Zudem wird kolportiert, die Russen könnten aus Sicherheitsgründen vor den Olympischen Spielen 2014 im nahe gelegenen Sotschi die Grenzübergänge nach Georgien ganz dicht machen. Seit russische Truppen die Grenzlinien nach Georgien überwachen, gibt es tatsächlich weniger Anschläge, was die abchasische Führung als Beweis sieht, dass solche Aktionen von georgischer Seite gesteuert wurden.

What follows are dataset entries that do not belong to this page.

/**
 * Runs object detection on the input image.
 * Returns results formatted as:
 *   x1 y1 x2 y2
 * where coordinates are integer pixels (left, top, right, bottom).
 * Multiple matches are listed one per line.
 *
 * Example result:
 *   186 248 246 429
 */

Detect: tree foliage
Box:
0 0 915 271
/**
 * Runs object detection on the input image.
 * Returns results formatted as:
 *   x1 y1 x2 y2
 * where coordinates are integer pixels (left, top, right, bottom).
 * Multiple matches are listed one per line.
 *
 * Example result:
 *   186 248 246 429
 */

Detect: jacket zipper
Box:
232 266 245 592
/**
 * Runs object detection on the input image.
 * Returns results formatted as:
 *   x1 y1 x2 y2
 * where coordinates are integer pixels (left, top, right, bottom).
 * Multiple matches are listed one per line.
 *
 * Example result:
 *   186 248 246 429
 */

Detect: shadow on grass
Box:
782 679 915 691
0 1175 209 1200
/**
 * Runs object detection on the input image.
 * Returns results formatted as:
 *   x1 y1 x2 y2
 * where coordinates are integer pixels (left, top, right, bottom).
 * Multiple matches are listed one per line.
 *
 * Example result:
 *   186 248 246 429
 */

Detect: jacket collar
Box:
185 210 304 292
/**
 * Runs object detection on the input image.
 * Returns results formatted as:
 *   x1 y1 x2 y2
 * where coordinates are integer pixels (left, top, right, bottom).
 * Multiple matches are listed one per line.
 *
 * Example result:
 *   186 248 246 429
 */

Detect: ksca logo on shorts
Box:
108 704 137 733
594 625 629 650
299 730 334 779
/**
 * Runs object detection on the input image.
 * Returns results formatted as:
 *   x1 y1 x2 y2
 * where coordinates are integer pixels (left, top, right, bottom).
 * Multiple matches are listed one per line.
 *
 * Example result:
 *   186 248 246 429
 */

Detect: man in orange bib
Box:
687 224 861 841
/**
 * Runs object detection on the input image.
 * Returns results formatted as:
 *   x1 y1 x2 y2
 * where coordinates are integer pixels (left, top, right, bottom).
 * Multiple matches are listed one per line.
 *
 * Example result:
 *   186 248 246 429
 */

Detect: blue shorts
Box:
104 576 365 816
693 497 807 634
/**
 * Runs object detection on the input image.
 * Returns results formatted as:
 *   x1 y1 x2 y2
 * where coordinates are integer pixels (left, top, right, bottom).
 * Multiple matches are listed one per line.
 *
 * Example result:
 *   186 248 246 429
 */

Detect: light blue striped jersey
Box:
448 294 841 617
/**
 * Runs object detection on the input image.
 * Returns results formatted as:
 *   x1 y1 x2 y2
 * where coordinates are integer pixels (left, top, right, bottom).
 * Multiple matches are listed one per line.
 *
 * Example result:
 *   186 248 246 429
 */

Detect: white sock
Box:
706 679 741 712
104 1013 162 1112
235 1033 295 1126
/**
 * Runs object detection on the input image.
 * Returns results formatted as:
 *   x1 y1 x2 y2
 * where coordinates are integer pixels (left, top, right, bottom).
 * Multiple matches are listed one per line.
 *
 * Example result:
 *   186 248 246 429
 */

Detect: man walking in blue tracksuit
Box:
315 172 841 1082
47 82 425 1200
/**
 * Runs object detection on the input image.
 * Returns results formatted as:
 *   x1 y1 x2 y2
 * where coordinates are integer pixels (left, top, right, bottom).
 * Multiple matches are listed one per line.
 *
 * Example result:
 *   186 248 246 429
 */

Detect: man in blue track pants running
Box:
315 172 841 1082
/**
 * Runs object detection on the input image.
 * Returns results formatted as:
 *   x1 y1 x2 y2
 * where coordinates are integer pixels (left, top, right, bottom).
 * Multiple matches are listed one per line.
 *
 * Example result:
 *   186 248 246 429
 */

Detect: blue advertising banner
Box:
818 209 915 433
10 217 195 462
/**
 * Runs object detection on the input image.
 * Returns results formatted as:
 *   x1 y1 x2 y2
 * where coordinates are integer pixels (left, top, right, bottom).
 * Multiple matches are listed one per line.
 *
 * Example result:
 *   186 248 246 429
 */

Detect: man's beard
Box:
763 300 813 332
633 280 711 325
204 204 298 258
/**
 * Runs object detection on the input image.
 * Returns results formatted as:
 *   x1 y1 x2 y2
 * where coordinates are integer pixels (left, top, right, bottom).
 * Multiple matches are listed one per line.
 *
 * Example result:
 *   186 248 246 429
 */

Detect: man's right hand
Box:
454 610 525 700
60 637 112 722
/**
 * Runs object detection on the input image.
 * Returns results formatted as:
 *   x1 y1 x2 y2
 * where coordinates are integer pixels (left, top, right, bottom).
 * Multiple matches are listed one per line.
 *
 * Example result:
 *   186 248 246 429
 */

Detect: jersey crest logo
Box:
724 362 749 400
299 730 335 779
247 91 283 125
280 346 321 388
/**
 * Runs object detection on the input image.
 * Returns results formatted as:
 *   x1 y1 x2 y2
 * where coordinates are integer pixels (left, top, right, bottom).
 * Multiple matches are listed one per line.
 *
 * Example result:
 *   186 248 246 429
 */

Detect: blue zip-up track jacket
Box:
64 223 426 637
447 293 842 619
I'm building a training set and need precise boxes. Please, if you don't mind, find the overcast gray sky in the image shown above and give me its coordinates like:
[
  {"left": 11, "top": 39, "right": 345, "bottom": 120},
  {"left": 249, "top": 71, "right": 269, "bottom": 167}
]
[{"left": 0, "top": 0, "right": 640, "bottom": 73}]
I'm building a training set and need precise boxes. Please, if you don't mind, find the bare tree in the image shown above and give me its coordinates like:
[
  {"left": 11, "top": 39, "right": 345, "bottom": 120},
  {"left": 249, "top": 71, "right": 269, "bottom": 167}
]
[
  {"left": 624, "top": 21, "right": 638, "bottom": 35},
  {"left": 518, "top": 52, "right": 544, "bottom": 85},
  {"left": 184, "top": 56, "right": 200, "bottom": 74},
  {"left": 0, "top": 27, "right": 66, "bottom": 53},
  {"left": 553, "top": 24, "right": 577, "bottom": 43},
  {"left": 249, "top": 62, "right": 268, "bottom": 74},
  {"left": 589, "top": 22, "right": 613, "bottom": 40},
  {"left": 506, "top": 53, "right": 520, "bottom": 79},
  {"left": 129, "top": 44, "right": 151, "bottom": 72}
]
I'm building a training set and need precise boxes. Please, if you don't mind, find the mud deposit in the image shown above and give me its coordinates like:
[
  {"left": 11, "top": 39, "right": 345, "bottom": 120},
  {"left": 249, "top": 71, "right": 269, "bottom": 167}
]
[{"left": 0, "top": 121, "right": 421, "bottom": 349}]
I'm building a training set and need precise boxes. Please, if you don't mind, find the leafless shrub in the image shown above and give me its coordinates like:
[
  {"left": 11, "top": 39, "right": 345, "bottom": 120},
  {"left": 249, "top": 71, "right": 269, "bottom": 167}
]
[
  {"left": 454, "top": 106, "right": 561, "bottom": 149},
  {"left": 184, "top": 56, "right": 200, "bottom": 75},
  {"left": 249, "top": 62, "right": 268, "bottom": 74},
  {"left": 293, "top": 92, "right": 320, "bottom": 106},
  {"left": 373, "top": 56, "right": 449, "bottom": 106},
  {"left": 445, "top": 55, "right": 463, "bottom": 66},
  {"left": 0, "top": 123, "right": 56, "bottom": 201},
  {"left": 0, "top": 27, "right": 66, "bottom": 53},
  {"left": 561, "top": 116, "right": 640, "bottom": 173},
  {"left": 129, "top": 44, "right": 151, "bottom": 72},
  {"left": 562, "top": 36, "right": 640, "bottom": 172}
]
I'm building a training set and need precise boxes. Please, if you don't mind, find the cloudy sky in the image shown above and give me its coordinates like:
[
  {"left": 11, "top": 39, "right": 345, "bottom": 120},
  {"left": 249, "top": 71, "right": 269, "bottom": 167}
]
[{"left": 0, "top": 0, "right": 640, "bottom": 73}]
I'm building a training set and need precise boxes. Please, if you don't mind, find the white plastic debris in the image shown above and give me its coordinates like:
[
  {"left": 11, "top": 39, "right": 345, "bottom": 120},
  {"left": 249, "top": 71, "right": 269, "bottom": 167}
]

Doch die Menschen im Grenzgebiet fühlen sich nicht sicherer mit den Russen, erzählt Maja in Gali: Viele fürchteten, dass ihnen die Ernte gestohlen wird. Es gebe auch Berichte, dass bewaffnete Männer in eine Schule eingedrungen seien, um den Georgisch-Unterricht zu verbieten. Welche der vielen Gerüchte wahr sind, lässt sich aber kaum prüfen. Da die UNO ihre Mission in Abchasien beenden musste und die in Georgien stationierten EU-Beobachter das Monitoring nicht übernehmen dürfen, überwachen keine neutralen Beobachter mehr die Situation.

Aufrüstung in vollem Gange

Auf der anderen Seite der Grenze schürt das georgische Fernsehen in Berichten über Entführungen und Bücherverbrennungen den Groll vor allem auf die Russen. Sie werden als Besatzer und Aggressoren wahrgenommen. Die "russischen Aggressoren" dienten dem georgischen Verteidigungsminister Bacho Achalaia kürzlich als Rechtfertigung dafür, dass die Armee inzwischen wieder aufgerüstet wird.

Indes haben auch die Russen begonnen, ihre Armee besser für Einsätze an den eigenen Grenzen auszurüsten. So kaufen sie derzeit Drohnen aus Israel und verhandeln über den Kauf von bis zu fünf Landungsschiffen der Mistral-Klasse. Der Chef der russischen Marine, Wladimir Wissotski, sagte im September, mit diesen Schiffen hätte die Marine im Georgien-Krieg 2008 ihre Aufgabe in 40 Minuten statt in 26 Stunden erfüllen können. Diese Schiffe will Russland von Frankreich erwerben - dem Land, dessen Präsident noch immer mit Stolz darauf verweist, dass er im Sommer 2008 den Krieg im Südkaukasus beendet hat.